France is a Muslim country on account of the 4 to 8 million Muslims living there, the French ambassador to Stockholm, Etienne de Gonneville, said in an interview on Swedish television channel SVT.

“Well, first of all, France is a Muslim country, Islam is the second religion in France, we have anywhere between 4 and 8 million of French citizens who have a Muslim heritage,” de Gonneville said when asked whether there is a risk that current tensions could turn into a conflict between France and the Muslim world. The interview was conducted in English.

The French ambassador made the remarks that “France is a “Muslim country,” after a series of recent high-profile Islamic terrorist attacks, including one involving an 18-year-old Chechen male beheading history teacher Samuel Paty out of revenge for Paty’s decision to show a cartoon of the Prophet Muhammad during a class lesson on freedom of expression. 

In the subsequent part of the interview, de Goneville seemes to grow lost in his own arguments. He went on to say that “the first people I want to listen to are the Muslims of France”, but when asked what the Muslims are actually saying, he was unable to give a coherent answer, saying instead that Islam is a “diverse” religion.

In his argument, he later pointed out that it is “Al Qaida propaganda” that forces Muslims to commit terrorist acts. When reminded that even moderate Muslims feel offended, de Gonneville said 

“This is a complex and morally ambiguous question,” adding that “the media should know how to tackle the problem of Islamic terrorism and not fall into the trap of supposedly offending Islam.

“Islam is a diverse religion and Islamists are only a tiny minority,” he said on Swedish television.

De Gonneville’s claims are contradicted by a number of polls. For example, 74 percent of Muslim youth in France believe that religious ideals come before the values of the French Republic. In the same survey, 25 percent said they would willingly hurl insults at a memorial service for the victims of the 2015 terrorist attack on the satirical office of Charlie Hebdo magazine, which resulted in 11 deaths. 

Other disturbing polls in the past have shown disturbing and widespread beliefs in France’s Muslim community. In fact, 36 percent of Muslims surveyed in France by Pew Research said that suicide bombings could be justified in some instances in 2006, the last time the question was asked.

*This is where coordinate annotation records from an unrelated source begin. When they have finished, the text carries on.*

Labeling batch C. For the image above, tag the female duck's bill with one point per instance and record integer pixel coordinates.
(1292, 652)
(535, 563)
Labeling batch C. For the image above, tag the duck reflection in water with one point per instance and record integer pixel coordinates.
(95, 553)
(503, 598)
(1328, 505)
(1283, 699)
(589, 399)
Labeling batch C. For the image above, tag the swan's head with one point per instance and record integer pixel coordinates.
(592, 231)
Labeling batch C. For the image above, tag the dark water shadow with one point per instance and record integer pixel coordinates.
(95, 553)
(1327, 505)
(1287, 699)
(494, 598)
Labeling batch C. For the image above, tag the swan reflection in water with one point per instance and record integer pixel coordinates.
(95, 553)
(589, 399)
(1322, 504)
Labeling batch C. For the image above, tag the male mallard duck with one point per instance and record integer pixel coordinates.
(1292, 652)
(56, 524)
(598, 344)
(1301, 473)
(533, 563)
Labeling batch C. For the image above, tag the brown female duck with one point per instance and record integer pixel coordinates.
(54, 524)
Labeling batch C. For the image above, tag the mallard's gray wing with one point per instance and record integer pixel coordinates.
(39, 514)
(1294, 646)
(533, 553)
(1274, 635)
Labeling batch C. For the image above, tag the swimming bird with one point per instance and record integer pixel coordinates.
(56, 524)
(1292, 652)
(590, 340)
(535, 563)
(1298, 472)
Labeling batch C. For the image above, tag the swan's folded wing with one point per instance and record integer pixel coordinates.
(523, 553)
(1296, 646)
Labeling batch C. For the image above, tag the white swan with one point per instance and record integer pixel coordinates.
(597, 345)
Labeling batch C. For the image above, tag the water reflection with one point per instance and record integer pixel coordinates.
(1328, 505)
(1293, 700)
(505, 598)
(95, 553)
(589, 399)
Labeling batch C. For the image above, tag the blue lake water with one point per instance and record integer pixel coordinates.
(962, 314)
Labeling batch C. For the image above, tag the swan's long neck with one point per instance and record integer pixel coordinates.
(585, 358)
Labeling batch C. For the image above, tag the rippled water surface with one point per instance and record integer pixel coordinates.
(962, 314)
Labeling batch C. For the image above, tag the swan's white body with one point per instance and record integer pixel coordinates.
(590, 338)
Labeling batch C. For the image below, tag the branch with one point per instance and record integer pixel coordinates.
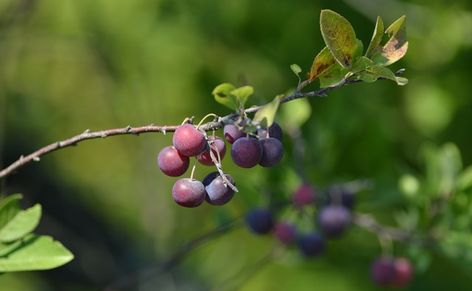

A French parliamentary report released this year also documented the widespread nature of radical Islam throughout the country. The report found that all of France, with the exception of the Western part of the country, is affected by extremist who adhere to the religious ideology. 

“We must react now or never,” Republican Senator Jacqueline Eustache-Brinio said in response to the report. If the French state does nothing, she estimated that in a few years that districts and entire territories will break away from the French Republic and radical Islamism will take control of them.

The Muslim world has responded with aggression to French President Emmanuel Macron’s measures to end radical Islam in the country following the beheading attack, including enacting boycotts on French goods.

France has the largest Muslim population in Europe, and it is growing rapidly. Over 400,000 migrants are settling in the country each year and approximately one out of five newborns are now being given a Muslim-Arab name. Recent polling has shown that the vast majority of French people reject more immigration and believe that immigrants make the country less safe, both in terms of crime and terrorism.